MISERS, MONEY, AND MORTALITY, September 29
For Harper in The Miser, money equals life: he hoards every dollar, believing his fortune will award him immortality. Mark Kingwell, professor of philosophy at the University of Toronto, psychologist Dr. Peggy Richter, and personal finance expert Rubina Ahmed-Haq consider the human impulses to hoard, to fear death, and to love money.

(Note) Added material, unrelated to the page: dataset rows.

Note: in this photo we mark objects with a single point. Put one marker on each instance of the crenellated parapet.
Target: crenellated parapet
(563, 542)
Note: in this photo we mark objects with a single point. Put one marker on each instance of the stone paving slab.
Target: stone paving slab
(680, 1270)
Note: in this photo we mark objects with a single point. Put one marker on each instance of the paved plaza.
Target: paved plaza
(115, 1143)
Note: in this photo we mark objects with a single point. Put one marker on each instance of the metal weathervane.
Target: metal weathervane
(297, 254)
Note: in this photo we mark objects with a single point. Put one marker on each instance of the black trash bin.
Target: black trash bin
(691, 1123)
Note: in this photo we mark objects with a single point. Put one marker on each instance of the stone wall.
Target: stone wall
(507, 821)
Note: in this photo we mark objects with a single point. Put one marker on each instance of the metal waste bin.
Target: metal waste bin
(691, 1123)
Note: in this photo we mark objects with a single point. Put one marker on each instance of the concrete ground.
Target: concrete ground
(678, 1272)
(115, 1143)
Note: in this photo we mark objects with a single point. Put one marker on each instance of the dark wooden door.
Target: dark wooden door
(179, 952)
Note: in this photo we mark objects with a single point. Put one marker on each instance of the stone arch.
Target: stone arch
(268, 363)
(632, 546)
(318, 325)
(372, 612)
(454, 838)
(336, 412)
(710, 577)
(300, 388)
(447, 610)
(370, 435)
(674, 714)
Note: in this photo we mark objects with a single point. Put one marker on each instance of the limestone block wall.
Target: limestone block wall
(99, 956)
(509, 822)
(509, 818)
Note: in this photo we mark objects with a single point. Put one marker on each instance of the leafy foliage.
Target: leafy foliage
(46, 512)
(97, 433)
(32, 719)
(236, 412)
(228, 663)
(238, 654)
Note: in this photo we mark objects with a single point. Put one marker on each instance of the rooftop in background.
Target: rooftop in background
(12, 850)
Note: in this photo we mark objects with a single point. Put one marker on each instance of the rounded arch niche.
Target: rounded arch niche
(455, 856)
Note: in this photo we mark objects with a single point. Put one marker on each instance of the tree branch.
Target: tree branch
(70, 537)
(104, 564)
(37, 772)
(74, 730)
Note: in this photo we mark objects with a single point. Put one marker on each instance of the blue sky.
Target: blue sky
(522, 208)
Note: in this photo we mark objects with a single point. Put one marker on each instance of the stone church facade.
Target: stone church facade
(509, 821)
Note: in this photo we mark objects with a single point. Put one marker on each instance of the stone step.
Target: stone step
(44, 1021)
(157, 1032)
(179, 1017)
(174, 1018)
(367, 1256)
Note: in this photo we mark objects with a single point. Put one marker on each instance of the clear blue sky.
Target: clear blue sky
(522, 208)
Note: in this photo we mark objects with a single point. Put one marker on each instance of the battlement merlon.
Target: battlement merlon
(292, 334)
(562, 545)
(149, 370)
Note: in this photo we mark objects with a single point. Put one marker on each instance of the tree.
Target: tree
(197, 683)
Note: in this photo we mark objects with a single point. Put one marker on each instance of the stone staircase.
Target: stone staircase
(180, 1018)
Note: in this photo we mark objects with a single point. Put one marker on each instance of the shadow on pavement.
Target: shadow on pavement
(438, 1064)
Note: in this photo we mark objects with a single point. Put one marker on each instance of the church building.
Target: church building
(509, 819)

WOMEN-BUILT WORLDS, October 6
Louisa May Alcott’s famous novel Little Women puts the desires of four young women at its centre, portraying their strength and resilience. What happens when girls and
young people are placed at the centre of storytelling? Join Young Adult writer R. J. Anderson and other experts as they discuss how to build worlds and characters that speak to young people.